After gastrectomy surgery, most patients are taken to the postanesthesia care unit (PACU) and are closely monitored by the nursing staff until the anesthesia wears off. They may spend several hours in the PACU, depending on how quickly they recover from the surgery. When they are stable, they are transferred to their room.
Some patients need closer monitoring and attention. Those who are having respiratory problems, those who were very ill prior to the operation, and those who developed complications during the procedure are taken to the surgical intensive care unit until they are stable enough to be transferred to their hospital room.
Upon waking from anesthesia, patients have an intravenous line, a urinary catheter, and a nasogastric tube. They are not allowed to eat or drink immediately following surgery. Oxygen may also be delivered through a plastic mask that fits over the mouth and nose, or through nasal prongs. Patients experience pain from the incision and medication is prescribed to provide relief. Pain medication is usually delivered intravenously.
Intensive care patients are connected to a monitor that measures their heart rate and breathing. Their blood pressure and blood oxygen level are continuously monitored. Some patients require a respirator to breathe for them, and additional intravenous lines to deliver medication and fluids.
Recovery is a gradual process. The nasogastric tube is attached to intermittant suction to keep the stomach empty. If the entire stomach has been removed, the tube goes directly to the small intestine and remains in place until bowel function returns. This generally takes between 2 and 3 days and is determined by listening to the abdomen with a stethoscope for bowel sounds (the passage of gas). A bowel movement also indicates healing.
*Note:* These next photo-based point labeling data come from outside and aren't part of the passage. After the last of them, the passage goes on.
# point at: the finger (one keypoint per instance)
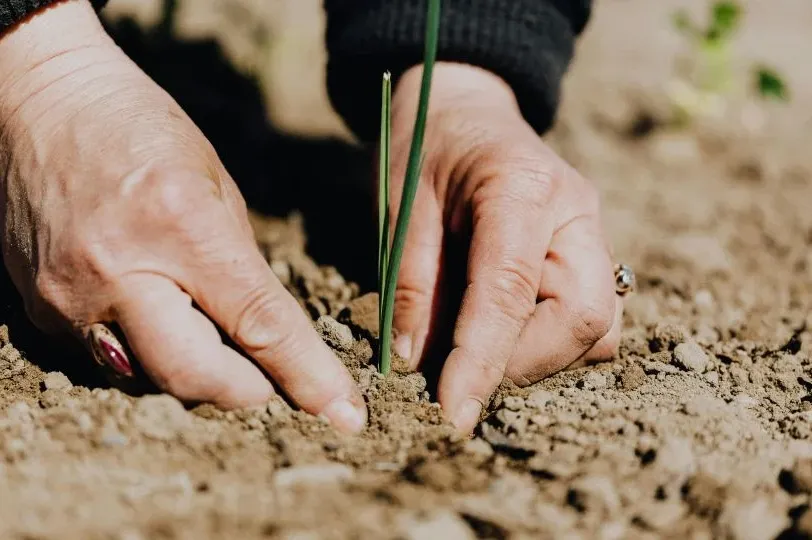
(235, 286)
(578, 306)
(416, 293)
(606, 347)
(511, 234)
(181, 350)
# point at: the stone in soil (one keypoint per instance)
(691, 357)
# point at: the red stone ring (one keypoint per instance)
(625, 280)
(108, 351)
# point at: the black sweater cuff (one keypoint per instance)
(14, 11)
(529, 43)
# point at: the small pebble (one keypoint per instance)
(85, 422)
(334, 333)
(160, 417)
(56, 380)
(691, 357)
(593, 380)
(703, 300)
(594, 493)
(313, 475)
(282, 271)
(676, 455)
(479, 448)
(745, 401)
(539, 399)
(754, 520)
(316, 307)
(438, 524)
(514, 403)
(799, 478)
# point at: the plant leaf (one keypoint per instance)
(383, 188)
(410, 183)
(725, 18)
(770, 85)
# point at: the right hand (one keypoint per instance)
(117, 209)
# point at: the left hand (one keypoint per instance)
(539, 293)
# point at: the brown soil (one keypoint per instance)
(701, 428)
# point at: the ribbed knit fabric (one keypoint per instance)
(13, 11)
(529, 43)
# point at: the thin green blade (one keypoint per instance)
(383, 187)
(410, 184)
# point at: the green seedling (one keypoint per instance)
(770, 85)
(389, 255)
(709, 85)
(713, 44)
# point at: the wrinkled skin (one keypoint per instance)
(539, 293)
(116, 209)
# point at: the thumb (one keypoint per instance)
(418, 277)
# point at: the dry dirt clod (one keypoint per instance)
(667, 336)
(754, 520)
(593, 380)
(334, 333)
(362, 314)
(798, 479)
(691, 357)
(594, 493)
(438, 524)
(632, 377)
(57, 381)
(539, 399)
(160, 417)
(478, 448)
(281, 270)
(513, 403)
(313, 475)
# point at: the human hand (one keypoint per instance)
(116, 209)
(539, 292)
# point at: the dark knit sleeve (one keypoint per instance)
(14, 11)
(529, 43)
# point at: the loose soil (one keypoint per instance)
(702, 427)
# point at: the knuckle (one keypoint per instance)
(410, 297)
(166, 195)
(513, 292)
(191, 381)
(487, 367)
(590, 321)
(256, 327)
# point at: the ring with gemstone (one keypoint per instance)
(625, 281)
(108, 351)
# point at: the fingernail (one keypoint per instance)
(110, 350)
(345, 415)
(403, 346)
(467, 415)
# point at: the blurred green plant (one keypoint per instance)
(389, 256)
(712, 79)
(770, 85)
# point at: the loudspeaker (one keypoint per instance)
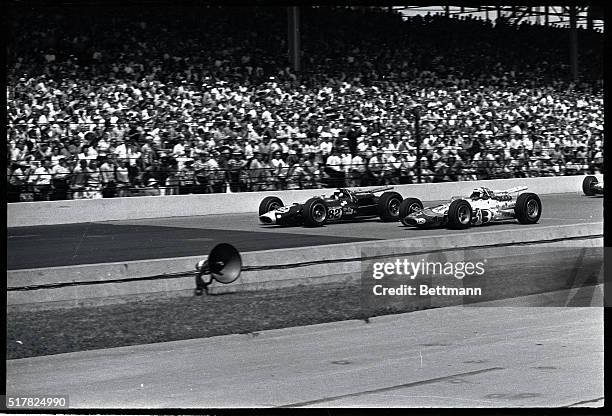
(224, 264)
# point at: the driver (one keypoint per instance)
(346, 193)
(479, 193)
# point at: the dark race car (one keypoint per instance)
(591, 186)
(342, 205)
(483, 206)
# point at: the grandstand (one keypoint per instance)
(111, 101)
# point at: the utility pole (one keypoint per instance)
(573, 43)
(293, 36)
(417, 136)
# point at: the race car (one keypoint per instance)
(343, 205)
(483, 206)
(591, 186)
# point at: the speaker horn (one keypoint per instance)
(224, 265)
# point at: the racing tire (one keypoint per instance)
(315, 212)
(389, 206)
(587, 185)
(459, 214)
(407, 206)
(269, 203)
(528, 208)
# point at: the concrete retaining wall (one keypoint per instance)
(332, 263)
(75, 211)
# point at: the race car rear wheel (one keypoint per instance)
(528, 208)
(407, 207)
(269, 203)
(459, 214)
(389, 206)
(315, 212)
(587, 185)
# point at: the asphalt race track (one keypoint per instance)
(114, 241)
(450, 357)
(509, 354)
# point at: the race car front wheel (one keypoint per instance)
(407, 207)
(528, 208)
(587, 185)
(315, 212)
(389, 206)
(459, 214)
(269, 203)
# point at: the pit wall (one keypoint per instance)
(25, 214)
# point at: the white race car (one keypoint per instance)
(591, 186)
(483, 206)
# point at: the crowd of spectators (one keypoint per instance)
(104, 104)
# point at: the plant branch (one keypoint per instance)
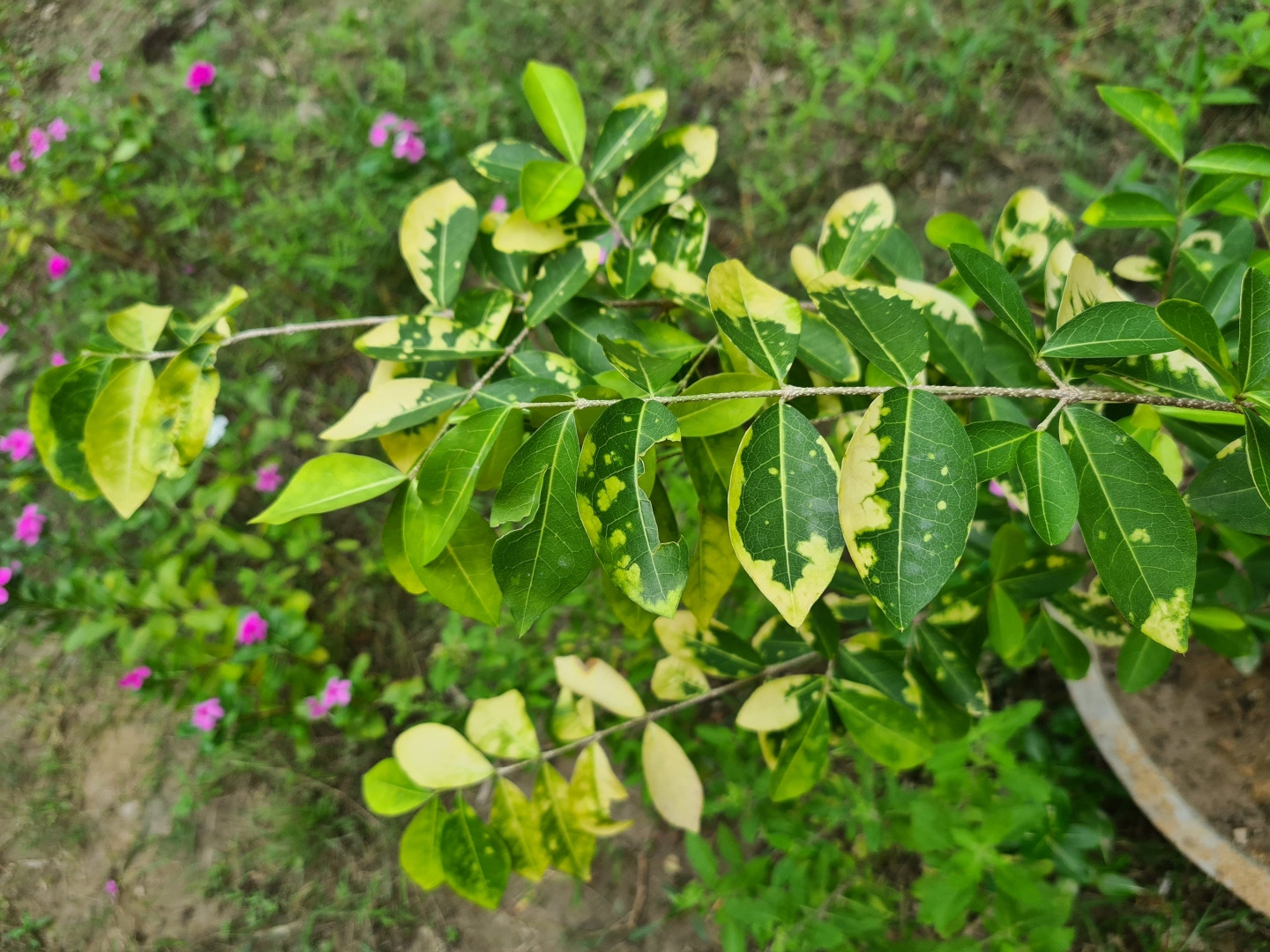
(794, 663)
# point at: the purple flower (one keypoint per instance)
(251, 629)
(37, 141)
(57, 267)
(337, 693)
(201, 75)
(268, 479)
(133, 680)
(18, 444)
(207, 714)
(31, 524)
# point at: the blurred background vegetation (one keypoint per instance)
(954, 104)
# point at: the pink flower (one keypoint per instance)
(37, 141)
(57, 267)
(251, 628)
(407, 146)
(337, 693)
(207, 714)
(317, 710)
(133, 680)
(268, 479)
(199, 77)
(31, 524)
(18, 444)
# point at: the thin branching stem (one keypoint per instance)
(770, 672)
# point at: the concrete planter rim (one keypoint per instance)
(1160, 800)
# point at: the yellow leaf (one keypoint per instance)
(672, 779)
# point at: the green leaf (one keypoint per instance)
(680, 238)
(782, 516)
(557, 106)
(512, 818)
(997, 288)
(560, 276)
(419, 852)
(629, 127)
(954, 228)
(855, 227)
(1050, 482)
(1254, 328)
(1223, 492)
(566, 844)
(502, 160)
(447, 480)
(889, 732)
(825, 349)
(804, 755)
(501, 726)
(764, 323)
(617, 514)
(706, 418)
(1148, 113)
(395, 405)
(1067, 652)
(882, 323)
(60, 404)
(1233, 159)
(1194, 326)
(955, 335)
(672, 164)
(1111, 329)
(331, 481)
(1142, 663)
(544, 560)
(865, 659)
(437, 756)
(437, 233)
(138, 328)
(181, 407)
(954, 673)
(995, 444)
(474, 857)
(424, 337)
(709, 461)
(1128, 210)
(906, 499)
(116, 442)
(1136, 527)
(637, 365)
(389, 792)
(629, 268)
(462, 576)
(577, 326)
(549, 187)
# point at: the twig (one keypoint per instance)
(660, 714)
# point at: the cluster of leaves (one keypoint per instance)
(920, 398)
(1000, 845)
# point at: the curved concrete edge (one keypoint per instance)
(1157, 798)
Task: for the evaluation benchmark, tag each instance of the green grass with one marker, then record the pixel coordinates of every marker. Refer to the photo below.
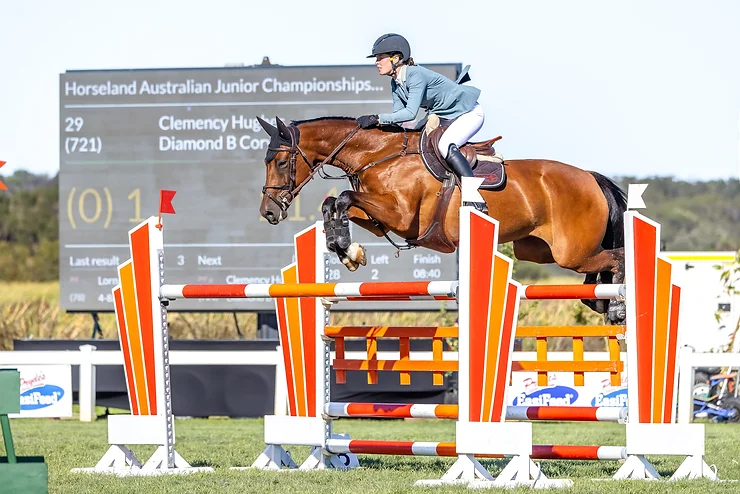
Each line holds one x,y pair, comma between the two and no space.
222,443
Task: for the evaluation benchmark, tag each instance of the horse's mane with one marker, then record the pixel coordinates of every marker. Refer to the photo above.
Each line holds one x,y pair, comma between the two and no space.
384,128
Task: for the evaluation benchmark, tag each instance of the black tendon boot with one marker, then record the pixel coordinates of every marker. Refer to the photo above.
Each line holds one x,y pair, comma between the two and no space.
461,167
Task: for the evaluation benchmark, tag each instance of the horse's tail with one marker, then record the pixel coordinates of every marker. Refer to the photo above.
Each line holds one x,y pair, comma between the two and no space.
617,200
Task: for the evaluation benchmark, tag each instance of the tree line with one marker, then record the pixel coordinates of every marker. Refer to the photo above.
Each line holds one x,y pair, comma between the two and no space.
694,216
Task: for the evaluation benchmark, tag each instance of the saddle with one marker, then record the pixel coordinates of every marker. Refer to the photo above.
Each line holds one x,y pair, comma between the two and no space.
483,158
485,162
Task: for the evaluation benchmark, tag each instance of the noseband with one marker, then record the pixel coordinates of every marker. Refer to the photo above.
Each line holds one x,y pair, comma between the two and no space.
290,190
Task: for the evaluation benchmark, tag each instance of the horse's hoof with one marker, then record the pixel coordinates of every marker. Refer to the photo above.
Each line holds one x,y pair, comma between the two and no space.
344,241
617,313
356,252
351,265
598,306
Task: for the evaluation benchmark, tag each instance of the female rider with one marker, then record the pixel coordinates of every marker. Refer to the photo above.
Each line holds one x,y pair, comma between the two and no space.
413,86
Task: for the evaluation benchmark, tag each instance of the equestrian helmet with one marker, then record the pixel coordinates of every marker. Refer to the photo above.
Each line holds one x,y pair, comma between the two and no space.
392,43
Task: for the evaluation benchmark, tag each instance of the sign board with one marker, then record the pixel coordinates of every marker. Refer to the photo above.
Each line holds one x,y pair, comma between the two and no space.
126,134
46,390
704,299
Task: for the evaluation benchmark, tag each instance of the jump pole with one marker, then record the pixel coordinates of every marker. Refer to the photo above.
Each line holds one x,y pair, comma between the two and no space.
142,328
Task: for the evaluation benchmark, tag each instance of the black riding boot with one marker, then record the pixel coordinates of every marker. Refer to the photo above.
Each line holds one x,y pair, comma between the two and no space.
461,167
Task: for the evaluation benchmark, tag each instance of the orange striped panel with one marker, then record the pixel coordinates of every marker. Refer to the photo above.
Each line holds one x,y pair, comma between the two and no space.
482,233
670,379
140,256
305,251
660,357
497,304
542,357
341,376
437,377
293,329
645,257
123,337
404,346
372,356
128,296
578,377
506,348
614,356
288,273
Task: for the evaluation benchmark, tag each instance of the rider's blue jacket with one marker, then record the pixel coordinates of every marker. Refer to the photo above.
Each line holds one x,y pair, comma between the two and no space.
420,87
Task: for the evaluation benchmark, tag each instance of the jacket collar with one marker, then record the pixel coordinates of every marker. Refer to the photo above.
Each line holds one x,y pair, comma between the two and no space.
401,75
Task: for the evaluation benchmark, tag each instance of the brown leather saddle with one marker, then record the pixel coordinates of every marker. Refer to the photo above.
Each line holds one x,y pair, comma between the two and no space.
484,162
481,156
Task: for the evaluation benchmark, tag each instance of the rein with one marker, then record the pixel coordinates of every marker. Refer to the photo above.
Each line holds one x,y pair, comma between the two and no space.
290,190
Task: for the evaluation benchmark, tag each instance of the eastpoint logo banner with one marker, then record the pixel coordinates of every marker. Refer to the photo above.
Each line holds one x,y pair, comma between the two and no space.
546,396
46,391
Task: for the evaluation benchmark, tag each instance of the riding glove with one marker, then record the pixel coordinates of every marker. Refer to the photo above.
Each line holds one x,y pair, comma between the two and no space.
367,121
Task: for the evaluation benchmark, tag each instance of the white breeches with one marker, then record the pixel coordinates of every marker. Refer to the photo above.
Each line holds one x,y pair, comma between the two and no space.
461,130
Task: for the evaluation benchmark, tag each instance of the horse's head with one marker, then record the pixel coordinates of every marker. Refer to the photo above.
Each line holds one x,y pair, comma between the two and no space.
286,173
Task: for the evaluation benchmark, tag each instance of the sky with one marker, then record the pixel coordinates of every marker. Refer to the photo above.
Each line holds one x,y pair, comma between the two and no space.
640,88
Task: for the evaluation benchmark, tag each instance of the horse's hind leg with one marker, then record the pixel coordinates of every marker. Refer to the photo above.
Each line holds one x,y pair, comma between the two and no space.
329,211
334,233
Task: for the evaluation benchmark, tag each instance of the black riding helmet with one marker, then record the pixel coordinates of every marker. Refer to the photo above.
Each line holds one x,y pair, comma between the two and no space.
392,43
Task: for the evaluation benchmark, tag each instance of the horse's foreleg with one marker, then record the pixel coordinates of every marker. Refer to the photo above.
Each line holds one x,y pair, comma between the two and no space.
329,213
372,205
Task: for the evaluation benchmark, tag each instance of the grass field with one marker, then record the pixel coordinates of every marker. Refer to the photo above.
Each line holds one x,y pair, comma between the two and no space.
222,443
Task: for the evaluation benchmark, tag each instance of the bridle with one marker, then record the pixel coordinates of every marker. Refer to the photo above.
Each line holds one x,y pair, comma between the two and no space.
290,190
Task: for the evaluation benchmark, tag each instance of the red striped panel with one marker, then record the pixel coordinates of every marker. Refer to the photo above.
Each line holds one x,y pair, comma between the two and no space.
140,257
123,335
305,251
482,234
505,353
645,260
281,309
668,410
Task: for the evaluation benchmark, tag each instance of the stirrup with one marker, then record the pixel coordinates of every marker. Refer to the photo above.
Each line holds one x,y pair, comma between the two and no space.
480,206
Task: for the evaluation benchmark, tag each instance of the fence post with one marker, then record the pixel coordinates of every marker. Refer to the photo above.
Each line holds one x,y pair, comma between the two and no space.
87,384
685,385
281,392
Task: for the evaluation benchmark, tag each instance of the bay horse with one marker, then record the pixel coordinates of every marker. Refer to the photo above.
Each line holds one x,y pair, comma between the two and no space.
552,212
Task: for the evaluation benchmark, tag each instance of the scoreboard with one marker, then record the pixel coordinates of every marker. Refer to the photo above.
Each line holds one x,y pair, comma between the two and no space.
126,134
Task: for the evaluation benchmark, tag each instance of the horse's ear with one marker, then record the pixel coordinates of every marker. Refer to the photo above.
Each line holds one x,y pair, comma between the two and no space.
270,129
283,129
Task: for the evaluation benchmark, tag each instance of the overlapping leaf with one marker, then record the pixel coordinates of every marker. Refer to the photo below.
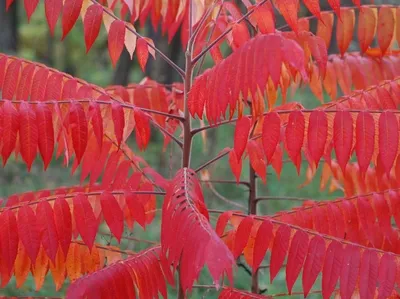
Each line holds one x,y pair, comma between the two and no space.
187,237
142,273
311,251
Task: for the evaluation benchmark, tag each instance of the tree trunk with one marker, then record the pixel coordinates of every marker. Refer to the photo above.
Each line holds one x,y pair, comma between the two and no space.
9,28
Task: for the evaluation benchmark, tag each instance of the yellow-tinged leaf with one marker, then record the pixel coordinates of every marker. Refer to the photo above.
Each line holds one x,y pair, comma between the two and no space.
40,269
325,27
90,260
112,256
367,26
73,262
386,26
22,266
344,29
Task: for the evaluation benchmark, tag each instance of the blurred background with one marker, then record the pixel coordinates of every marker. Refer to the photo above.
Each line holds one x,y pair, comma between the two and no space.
34,42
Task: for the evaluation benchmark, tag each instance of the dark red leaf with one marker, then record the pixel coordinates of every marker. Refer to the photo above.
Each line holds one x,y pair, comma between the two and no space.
85,219
71,11
242,130
47,225
279,250
29,231
92,24
113,214
28,133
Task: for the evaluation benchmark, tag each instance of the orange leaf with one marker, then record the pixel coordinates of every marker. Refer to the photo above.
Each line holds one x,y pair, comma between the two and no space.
142,52
386,24
366,27
344,29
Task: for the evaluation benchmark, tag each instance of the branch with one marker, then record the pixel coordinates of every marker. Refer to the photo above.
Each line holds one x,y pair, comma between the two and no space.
281,198
219,156
224,199
163,56
194,61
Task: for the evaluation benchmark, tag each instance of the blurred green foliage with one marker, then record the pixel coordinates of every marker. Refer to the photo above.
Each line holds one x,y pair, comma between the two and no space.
69,55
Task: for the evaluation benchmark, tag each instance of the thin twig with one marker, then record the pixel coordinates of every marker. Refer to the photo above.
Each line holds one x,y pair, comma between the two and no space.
163,56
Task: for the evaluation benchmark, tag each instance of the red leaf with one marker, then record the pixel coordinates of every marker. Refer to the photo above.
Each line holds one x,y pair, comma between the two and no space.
30,6
63,222
240,34
271,133
313,7
28,134
47,225
294,136
46,132
313,263
388,139
317,135
24,84
289,9
10,129
235,164
261,243
116,38
97,122
365,138
113,214
9,239
343,137
366,27
279,250
386,275
297,254
92,24
39,84
385,28
79,129
332,266
350,270
368,274
71,11
142,128
29,232
142,52
242,236
11,79
119,121
85,219
242,130
52,9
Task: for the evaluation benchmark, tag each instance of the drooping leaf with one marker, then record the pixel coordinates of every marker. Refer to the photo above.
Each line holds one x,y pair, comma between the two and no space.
92,24
85,219
113,214
52,9
79,129
242,130
29,231
116,37
28,133
71,11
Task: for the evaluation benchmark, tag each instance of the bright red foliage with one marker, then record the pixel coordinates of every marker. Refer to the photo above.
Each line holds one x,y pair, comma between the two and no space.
352,243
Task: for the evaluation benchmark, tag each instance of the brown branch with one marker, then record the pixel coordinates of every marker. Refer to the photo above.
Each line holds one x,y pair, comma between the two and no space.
219,156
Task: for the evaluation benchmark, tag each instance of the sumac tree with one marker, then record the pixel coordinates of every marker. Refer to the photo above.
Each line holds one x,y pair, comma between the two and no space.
352,242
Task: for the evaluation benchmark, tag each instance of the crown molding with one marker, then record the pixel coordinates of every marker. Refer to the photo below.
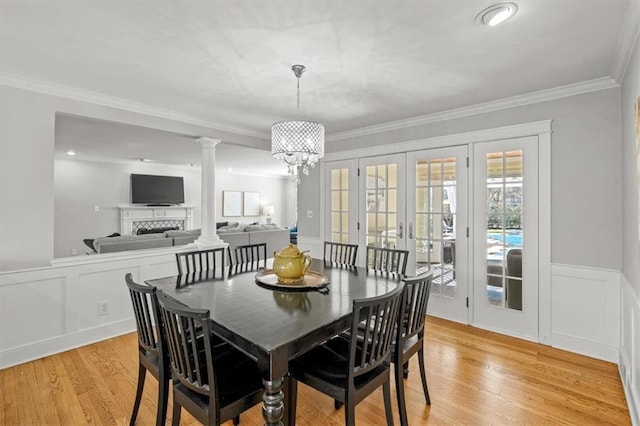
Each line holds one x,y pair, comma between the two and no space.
47,88
626,42
536,128
506,103
154,164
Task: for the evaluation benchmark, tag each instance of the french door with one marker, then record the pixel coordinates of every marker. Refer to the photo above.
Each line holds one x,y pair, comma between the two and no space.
437,211
478,231
505,247
382,203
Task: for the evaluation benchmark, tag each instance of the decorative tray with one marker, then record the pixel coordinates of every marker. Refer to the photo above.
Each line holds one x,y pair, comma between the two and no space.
311,281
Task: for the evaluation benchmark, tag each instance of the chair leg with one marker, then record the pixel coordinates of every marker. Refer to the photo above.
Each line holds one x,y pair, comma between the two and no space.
292,401
402,408
386,391
142,374
423,375
163,399
175,421
349,412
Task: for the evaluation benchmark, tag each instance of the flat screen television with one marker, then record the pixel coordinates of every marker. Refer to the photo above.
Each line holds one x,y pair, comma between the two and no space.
158,190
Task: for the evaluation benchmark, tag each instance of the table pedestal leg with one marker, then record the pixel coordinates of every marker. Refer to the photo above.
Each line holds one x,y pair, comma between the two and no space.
272,401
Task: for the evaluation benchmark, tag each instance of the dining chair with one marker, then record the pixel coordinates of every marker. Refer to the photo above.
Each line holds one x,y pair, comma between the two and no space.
197,261
350,368
340,253
152,349
409,338
212,384
247,258
387,260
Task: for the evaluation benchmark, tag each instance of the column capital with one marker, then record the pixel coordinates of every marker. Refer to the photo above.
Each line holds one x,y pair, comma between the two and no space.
208,142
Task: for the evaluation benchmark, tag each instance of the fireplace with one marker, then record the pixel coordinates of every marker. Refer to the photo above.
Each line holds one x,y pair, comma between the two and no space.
152,219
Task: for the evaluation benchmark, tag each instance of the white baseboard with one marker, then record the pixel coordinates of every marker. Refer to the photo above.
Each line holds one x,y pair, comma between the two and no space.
33,351
585,311
629,357
53,309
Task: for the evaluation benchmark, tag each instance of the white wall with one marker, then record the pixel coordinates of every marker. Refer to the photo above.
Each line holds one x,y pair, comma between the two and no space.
275,191
630,342
82,185
27,140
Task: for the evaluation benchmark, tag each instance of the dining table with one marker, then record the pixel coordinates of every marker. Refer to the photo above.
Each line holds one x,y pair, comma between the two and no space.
275,323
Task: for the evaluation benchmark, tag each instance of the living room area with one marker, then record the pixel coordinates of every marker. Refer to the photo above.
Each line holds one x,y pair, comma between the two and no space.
95,199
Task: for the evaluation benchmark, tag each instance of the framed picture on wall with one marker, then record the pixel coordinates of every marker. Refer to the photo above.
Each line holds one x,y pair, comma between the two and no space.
251,204
231,203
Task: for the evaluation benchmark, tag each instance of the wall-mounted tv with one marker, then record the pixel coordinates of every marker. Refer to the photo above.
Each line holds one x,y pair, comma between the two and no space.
158,190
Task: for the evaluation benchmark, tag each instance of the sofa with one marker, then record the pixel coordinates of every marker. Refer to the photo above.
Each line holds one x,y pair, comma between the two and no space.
235,235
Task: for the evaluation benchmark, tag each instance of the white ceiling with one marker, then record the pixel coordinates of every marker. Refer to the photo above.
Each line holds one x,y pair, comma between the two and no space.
368,62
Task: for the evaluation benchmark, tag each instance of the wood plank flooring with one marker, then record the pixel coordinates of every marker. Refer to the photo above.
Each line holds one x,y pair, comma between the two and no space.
475,377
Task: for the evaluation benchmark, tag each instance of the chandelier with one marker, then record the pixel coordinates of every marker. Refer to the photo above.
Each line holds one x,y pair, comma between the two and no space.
297,143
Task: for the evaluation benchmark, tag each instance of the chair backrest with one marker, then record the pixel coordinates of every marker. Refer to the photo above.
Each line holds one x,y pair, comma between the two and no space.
340,253
144,301
373,326
189,345
387,260
415,299
247,258
201,260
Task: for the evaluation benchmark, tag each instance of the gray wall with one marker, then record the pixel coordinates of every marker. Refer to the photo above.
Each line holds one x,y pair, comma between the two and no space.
630,175
585,171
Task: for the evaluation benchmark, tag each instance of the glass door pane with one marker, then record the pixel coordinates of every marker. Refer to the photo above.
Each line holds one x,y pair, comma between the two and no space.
505,218
438,231
505,249
341,198
382,219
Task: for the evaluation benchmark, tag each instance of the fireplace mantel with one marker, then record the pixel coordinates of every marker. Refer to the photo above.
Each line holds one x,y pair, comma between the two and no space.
133,218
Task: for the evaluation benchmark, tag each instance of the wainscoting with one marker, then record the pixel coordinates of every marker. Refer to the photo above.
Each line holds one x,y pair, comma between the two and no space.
629,362
585,311
49,310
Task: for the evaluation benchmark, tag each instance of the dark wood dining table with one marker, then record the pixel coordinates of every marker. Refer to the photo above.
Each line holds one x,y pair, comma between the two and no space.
274,326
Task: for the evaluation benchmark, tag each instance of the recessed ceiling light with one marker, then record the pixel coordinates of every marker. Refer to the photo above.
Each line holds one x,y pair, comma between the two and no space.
497,14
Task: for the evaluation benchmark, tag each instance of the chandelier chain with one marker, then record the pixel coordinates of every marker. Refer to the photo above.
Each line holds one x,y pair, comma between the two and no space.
298,106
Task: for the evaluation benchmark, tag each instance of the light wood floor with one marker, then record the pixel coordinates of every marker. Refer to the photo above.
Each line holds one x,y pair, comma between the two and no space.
475,377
When bowel sounds return, clear liquids are offered. If they are tolerated, the nasogastric tube is removed and the diet is gradually advanced from liquids to soft foods, and then to more solid foods. Dietary adjustments may be necessary, as certain foods may now be difficult to digest.
The urinary catheter is removed in a day or two, depending on recovery. When food and liquid are tolerated, and urine output is normal, the catheter is removed. The intravenous may also be removed, but it remains in longer if medications, such as antibiotics and painkillers, have been prescribed.
The day after surgery, most patients can get out of bed. Getting up and moving around is one of the best ways to prevent postoperative complications. Movement helps blood circulation return to normal, decreases the risk for a blood clot, helps bowel function normalize, and lowers the risk for lung infection. Getting out of bed can be painful and puts pressure on the incision. Pain medication is prescribed and can be given before the patient attempts to get up.
Diet may present a challenge, especially for those whose entire stomach was removed. Food and liquids now enter the small intestine quickly, causing uncomfortable symptoms that can usually be relieved by eating several small meals, eating more protein and less sugar, and making other dietary changes. A nutritionist or dietician can help develop new eating habits. The dietary changes may be temporary, until the digestive system adjusts, or they may be permanent.
Vitamin B12 is absorbed in the stomach and must be supplemented with regular injections by patients who underwent a total gastrectomy. Absorption may be impaired in those who still have part of their stomach, so it is necessary to have B12 levels checked periodically. Supplementation with folate, iron, and calcium may also be necessary to correct deficiencies caused by the surgery.
The length of hospitalization varies. Full recovery may take several weeks or a few months, especially if the patient has gastrointestinal problems such as diarrhea, which can be debilitating. Recovery may also be prolonged by other treatments, such as chemotherapy.